L’agroécologie paysanne constitue un véritable outil d’adaptation face à la crise climatique.

Beaucoup d’acteurs politiques et économiques misent aujourd’hui sur la compensation carbone via le secteur des terres. C’est pourquoi la présence du CCFD-Terre solidaire au sein de la COP26 est indispensable, afin de dénoncer cette stratégie et de plaider pour des politiques publiques capables de soutenir d’autres choix. Le déploiement de l’agroécologie paysanne, par exemple, constitue un véritable outil d’adaptation face à la crise climatique.
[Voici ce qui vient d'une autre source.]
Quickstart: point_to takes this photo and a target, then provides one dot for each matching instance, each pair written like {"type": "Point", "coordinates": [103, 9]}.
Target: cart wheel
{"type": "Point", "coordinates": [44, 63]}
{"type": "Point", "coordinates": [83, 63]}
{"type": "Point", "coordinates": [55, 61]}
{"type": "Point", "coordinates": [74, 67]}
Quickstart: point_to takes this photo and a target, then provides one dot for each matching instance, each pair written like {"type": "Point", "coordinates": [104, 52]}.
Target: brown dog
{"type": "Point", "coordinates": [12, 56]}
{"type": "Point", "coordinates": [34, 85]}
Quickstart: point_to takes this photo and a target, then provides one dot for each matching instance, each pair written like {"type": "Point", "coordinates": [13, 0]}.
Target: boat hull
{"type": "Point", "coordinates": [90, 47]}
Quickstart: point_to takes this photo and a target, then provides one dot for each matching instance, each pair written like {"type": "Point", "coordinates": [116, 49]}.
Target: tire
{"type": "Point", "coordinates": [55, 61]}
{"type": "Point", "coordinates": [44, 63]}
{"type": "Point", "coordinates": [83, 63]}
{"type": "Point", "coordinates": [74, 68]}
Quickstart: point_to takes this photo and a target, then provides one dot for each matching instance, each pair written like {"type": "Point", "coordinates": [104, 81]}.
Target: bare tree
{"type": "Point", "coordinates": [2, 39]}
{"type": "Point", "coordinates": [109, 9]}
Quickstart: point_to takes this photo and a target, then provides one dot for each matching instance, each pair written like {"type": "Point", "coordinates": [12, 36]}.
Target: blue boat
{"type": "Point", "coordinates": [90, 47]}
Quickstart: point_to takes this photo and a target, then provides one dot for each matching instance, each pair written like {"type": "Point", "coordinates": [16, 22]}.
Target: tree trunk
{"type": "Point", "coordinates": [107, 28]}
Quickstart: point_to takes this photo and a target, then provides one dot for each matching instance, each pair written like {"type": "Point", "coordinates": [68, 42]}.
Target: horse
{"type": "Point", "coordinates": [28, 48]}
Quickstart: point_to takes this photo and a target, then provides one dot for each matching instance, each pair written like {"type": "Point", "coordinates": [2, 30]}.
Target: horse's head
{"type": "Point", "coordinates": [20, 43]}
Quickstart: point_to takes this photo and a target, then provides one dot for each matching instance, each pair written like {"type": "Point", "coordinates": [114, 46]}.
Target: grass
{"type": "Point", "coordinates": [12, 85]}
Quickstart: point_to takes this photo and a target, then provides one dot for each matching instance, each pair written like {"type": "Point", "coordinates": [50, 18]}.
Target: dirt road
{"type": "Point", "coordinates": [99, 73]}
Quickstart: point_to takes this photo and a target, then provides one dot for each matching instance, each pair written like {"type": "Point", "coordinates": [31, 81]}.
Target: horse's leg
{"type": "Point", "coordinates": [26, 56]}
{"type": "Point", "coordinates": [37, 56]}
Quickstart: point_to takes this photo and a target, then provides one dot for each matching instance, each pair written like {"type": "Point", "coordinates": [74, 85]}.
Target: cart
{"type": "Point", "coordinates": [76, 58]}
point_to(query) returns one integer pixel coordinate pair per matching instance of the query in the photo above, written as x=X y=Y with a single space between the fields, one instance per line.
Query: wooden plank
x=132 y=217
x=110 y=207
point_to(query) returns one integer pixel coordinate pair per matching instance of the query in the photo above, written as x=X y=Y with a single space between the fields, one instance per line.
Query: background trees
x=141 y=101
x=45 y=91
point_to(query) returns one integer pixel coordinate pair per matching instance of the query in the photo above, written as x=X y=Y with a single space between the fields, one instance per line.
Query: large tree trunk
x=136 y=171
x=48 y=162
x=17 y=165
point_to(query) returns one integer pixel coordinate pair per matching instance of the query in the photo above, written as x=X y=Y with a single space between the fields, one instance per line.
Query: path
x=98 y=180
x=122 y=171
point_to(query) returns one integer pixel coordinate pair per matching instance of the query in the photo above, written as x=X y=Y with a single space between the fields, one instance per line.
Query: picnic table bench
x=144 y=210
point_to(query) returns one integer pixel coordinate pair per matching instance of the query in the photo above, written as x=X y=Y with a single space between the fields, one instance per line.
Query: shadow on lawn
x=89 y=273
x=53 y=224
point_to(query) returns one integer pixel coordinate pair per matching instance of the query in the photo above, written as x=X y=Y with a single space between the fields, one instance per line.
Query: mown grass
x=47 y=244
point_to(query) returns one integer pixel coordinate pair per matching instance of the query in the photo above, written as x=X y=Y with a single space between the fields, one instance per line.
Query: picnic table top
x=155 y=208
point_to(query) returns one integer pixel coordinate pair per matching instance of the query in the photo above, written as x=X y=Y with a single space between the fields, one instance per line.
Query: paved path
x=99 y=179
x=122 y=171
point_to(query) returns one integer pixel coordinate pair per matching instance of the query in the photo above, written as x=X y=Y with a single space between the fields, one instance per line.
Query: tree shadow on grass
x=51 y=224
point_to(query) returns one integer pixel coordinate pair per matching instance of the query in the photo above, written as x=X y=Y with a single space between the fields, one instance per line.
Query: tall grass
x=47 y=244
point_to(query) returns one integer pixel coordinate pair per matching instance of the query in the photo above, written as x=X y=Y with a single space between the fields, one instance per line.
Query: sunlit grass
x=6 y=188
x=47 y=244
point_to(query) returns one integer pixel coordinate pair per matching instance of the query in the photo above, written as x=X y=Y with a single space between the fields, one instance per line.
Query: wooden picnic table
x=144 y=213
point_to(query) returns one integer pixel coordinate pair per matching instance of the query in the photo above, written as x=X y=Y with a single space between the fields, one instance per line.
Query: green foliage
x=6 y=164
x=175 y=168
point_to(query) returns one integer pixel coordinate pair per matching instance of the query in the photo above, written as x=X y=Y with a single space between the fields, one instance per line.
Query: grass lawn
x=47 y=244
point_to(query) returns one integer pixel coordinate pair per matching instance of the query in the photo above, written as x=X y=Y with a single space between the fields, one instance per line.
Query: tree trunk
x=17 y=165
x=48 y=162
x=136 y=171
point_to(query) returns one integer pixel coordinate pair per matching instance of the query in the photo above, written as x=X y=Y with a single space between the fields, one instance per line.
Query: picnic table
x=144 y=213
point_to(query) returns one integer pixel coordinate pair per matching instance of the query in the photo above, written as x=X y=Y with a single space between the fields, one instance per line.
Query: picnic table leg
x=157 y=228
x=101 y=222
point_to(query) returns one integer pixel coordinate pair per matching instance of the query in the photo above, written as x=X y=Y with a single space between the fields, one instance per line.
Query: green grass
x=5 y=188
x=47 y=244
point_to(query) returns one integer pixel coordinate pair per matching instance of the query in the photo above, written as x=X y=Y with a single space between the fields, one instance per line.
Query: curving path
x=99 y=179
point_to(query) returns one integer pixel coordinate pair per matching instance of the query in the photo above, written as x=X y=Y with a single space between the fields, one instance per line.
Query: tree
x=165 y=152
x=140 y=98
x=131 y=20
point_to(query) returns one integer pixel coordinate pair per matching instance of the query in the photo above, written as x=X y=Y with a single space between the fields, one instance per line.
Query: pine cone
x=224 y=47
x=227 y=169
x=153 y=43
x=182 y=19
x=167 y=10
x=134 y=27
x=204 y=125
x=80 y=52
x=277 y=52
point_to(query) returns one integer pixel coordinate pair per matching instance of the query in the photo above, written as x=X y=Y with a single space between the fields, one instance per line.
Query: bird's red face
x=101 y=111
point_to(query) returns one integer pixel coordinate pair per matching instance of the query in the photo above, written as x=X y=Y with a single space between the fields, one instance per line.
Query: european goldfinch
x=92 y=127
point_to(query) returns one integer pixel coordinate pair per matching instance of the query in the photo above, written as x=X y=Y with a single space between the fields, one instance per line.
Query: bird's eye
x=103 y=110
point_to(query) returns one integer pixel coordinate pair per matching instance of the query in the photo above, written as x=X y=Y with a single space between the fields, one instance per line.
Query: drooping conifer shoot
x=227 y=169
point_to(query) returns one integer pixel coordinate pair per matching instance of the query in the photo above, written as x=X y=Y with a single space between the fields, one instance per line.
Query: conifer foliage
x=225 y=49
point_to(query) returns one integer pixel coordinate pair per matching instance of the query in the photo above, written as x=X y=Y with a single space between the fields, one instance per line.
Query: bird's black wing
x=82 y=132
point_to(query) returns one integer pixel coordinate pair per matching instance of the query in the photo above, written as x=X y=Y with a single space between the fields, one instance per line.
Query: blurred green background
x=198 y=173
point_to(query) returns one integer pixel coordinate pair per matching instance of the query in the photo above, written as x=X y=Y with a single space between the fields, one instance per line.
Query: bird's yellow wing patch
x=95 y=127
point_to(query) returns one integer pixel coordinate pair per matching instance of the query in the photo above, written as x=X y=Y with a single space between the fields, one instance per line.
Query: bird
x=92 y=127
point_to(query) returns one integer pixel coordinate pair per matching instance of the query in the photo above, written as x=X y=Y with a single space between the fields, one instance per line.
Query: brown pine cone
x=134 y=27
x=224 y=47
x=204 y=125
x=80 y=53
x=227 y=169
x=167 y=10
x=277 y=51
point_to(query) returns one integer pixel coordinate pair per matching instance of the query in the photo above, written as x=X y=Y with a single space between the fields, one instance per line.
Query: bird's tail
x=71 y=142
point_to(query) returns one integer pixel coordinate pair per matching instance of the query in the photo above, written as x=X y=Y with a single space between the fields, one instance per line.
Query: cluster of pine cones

Mais le plaidoyer ne suffira pas à lui seul. La médiatisation et la mobilisation citoyenne sont ici essentielles. L’adhésion de l’opinion publique à une vision critique des marchés carbone constitue un enjeu crucial, tout comme les relais médiatiques de ce message, qui contribueront à influencer les décideurs. La mobilisation des citoyens et les actions en collectif peuvent rendre visible leur opposition avec des alliés qui fédèrent les acteurs autour de la question climatique, comme l’alliance Clara1 ou le Réseau action climat. Car tout le défi consiste à créer un réel contrepoids au discours dominant, tant à l’intérieur qu’à l’extérieur de l’arène politique.